Microsoft Releases DeepSpeed-Chat for RLHF Training of ChatGPT-like Models

ChatGPT like models have revolutionized the artificial intelligence work by their incredible capabilities for solving real world tasks like summarization, coding, and translation, achieving on-par or even surpassing human experts performance. Despites the impressive capabilities of these models, there is still a lack of an end-to-end Reinforcement Learning with Human Feedback (RLHF) pipeline for training ChatGPT like model.

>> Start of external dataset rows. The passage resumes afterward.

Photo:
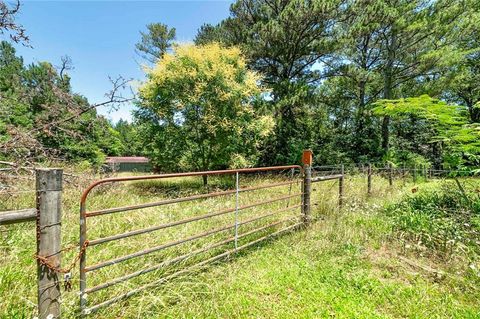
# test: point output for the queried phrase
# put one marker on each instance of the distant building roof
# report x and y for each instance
(127, 159)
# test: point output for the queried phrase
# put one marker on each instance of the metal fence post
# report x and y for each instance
(340, 187)
(369, 179)
(49, 211)
(307, 183)
(390, 174)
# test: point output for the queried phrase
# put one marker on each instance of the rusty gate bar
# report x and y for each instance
(84, 215)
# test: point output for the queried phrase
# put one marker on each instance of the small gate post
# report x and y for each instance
(307, 183)
(49, 211)
(390, 174)
(340, 186)
(369, 179)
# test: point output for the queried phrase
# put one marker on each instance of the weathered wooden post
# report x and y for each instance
(390, 174)
(49, 211)
(369, 179)
(307, 158)
(340, 186)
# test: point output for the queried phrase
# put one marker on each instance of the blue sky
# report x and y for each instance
(100, 36)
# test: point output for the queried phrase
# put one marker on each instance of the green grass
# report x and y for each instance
(348, 264)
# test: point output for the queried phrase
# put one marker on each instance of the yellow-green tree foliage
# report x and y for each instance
(198, 111)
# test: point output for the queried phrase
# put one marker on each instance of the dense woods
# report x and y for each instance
(355, 81)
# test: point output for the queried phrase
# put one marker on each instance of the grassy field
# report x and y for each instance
(374, 259)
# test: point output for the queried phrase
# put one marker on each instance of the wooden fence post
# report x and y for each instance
(340, 187)
(307, 185)
(369, 179)
(390, 174)
(49, 210)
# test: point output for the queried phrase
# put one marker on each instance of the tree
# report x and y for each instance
(155, 42)
(460, 84)
(129, 134)
(197, 110)
(284, 40)
(7, 22)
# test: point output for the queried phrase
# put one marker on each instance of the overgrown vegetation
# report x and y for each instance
(443, 218)
(346, 264)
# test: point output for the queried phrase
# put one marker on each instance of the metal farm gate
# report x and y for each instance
(279, 205)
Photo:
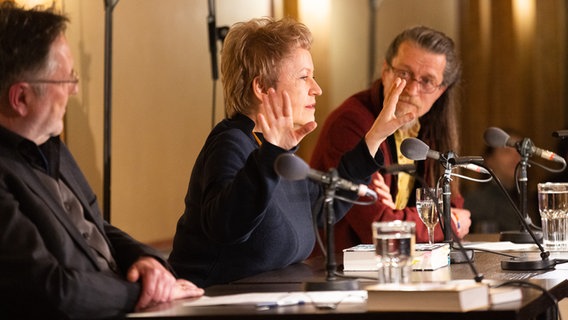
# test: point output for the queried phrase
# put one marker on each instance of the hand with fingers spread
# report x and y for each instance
(277, 123)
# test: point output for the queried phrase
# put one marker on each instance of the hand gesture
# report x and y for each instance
(382, 190)
(388, 122)
(277, 123)
(158, 284)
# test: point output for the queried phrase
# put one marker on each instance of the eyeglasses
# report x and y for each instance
(426, 85)
(74, 80)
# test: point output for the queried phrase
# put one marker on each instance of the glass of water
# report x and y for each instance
(553, 208)
(427, 202)
(394, 247)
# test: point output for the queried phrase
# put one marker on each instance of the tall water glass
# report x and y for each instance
(394, 247)
(428, 200)
(553, 208)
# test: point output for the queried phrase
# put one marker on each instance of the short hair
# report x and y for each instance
(253, 49)
(25, 40)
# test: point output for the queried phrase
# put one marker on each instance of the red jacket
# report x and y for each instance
(343, 129)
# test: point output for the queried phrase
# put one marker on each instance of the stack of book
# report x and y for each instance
(427, 257)
(453, 295)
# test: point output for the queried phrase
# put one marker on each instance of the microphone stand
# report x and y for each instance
(332, 282)
(521, 263)
(456, 256)
(522, 236)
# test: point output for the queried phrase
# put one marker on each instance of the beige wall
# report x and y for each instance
(162, 96)
(162, 87)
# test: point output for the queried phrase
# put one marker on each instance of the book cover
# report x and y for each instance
(500, 295)
(453, 296)
(427, 257)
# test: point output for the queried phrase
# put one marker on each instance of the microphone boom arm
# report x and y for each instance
(545, 263)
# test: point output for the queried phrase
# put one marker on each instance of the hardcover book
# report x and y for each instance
(453, 296)
(427, 257)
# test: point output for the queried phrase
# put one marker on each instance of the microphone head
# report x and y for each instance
(495, 137)
(414, 149)
(291, 167)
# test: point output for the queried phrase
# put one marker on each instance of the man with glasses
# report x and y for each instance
(427, 60)
(58, 258)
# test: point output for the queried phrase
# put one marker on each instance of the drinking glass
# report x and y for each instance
(394, 248)
(427, 202)
(553, 208)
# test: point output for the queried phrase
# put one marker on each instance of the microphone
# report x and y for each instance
(495, 137)
(416, 149)
(560, 134)
(396, 168)
(291, 167)
(212, 32)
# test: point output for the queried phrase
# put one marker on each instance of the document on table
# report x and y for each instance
(275, 299)
(262, 301)
(500, 246)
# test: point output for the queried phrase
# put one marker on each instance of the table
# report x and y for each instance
(535, 304)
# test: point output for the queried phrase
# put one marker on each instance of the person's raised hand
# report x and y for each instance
(387, 121)
(276, 121)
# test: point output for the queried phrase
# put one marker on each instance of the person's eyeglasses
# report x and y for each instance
(426, 85)
(74, 80)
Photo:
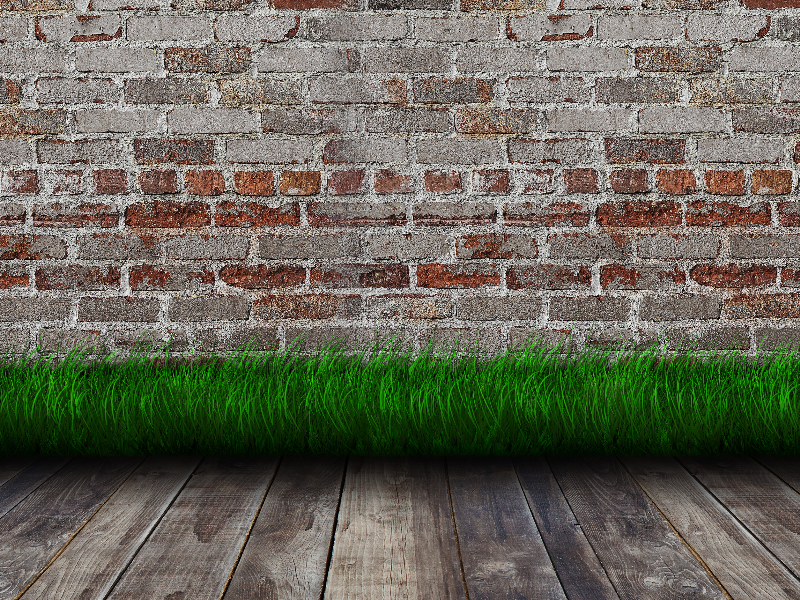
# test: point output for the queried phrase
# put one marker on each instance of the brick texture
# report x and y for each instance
(221, 170)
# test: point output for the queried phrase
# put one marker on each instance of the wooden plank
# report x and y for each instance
(19, 487)
(191, 553)
(108, 542)
(286, 554)
(741, 564)
(501, 549)
(36, 529)
(763, 503)
(581, 574)
(642, 556)
(394, 534)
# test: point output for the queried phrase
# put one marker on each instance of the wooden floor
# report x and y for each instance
(191, 528)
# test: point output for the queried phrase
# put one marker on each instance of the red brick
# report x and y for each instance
(342, 183)
(110, 181)
(771, 182)
(638, 214)
(262, 276)
(252, 214)
(725, 183)
(160, 213)
(491, 181)
(581, 181)
(254, 183)
(704, 214)
(457, 276)
(628, 181)
(19, 182)
(389, 181)
(158, 182)
(300, 183)
(442, 182)
(676, 183)
(205, 183)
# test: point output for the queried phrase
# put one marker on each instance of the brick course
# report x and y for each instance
(220, 170)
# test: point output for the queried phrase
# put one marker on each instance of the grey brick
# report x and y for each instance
(215, 308)
(681, 119)
(542, 90)
(118, 309)
(726, 28)
(33, 60)
(15, 152)
(305, 121)
(587, 59)
(356, 90)
(639, 27)
(304, 247)
(457, 29)
(261, 28)
(170, 27)
(65, 28)
(308, 60)
(212, 120)
(566, 151)
(270, 151)
(407, 60)
(342, 28)
(62, 90)
(409, 120)
(749, 150)
(13, 29)
(110, 120)
(585, 119)
(459, 151)
(85, 151)
(472, 59)
(115, 60)
(217, 247)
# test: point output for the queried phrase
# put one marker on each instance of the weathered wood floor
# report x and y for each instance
(186, 528)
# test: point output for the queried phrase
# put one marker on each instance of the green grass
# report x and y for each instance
(388, 404)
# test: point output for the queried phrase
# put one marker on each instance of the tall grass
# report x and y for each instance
(520, 403)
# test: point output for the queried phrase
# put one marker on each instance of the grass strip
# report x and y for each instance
(522, 403)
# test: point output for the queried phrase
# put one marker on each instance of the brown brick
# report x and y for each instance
(300, 183)
(628, 181)
(254, 183)
(771, 182)
(442, 182)
(160, 213)
(158, 182)
(676, 182)
(205, 183)
(581, 181)
(389, 181)
(110, 181)
(725, 183)
(341, 183)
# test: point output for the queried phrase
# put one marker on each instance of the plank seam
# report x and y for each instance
(677, 534)
(77, 531)
(250, 529)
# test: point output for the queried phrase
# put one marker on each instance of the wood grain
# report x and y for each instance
(642, 556)
(501, 549)
(101, 551)
(192, 551)
(287, 552)
(394, 535)
(742, 565)
(20, 486)
(581, 574)
(38, 527)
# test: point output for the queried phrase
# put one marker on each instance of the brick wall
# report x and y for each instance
(216, 171)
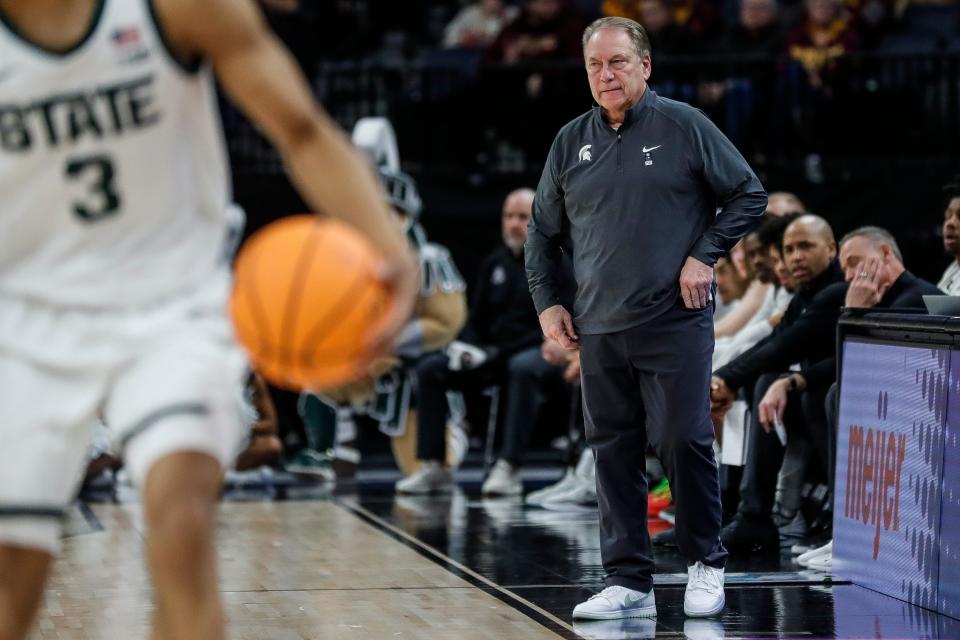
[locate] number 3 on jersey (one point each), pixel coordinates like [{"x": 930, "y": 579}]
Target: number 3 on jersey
[{"x": 98, "y": 174}]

In a new paper DeepSpeed-Chat: Easy, Fast and Affordable RLHF Training of ChatGPT-like Models at All Scales, a Deepspeed of Microsoft research team presents DeepSpeed-Chat, a novel end-to-end RLHF pipeline that provides easy-to-use training and inference for ChatGPT-like models while delivering unparalleled efficiency and scalability for training models that have hundreds of billions of parameters.

The team summarizes the proposed DeepSpeed-Chat with the following three capabilities :

Easy-to-use Training and Inference Experience for ChatGPT Like Models.
DeepSpeed-RLHF Pipeline that replicates the training pipeline from the InstructGPT paper with careful attention to ensure completeness and one-to-one correspondence.
DeepSpeed-RLHF System that combines the training and inference prowess of DeepSpeed into single unified Hybrid Engine (DeepSpeedHE) for RLHF.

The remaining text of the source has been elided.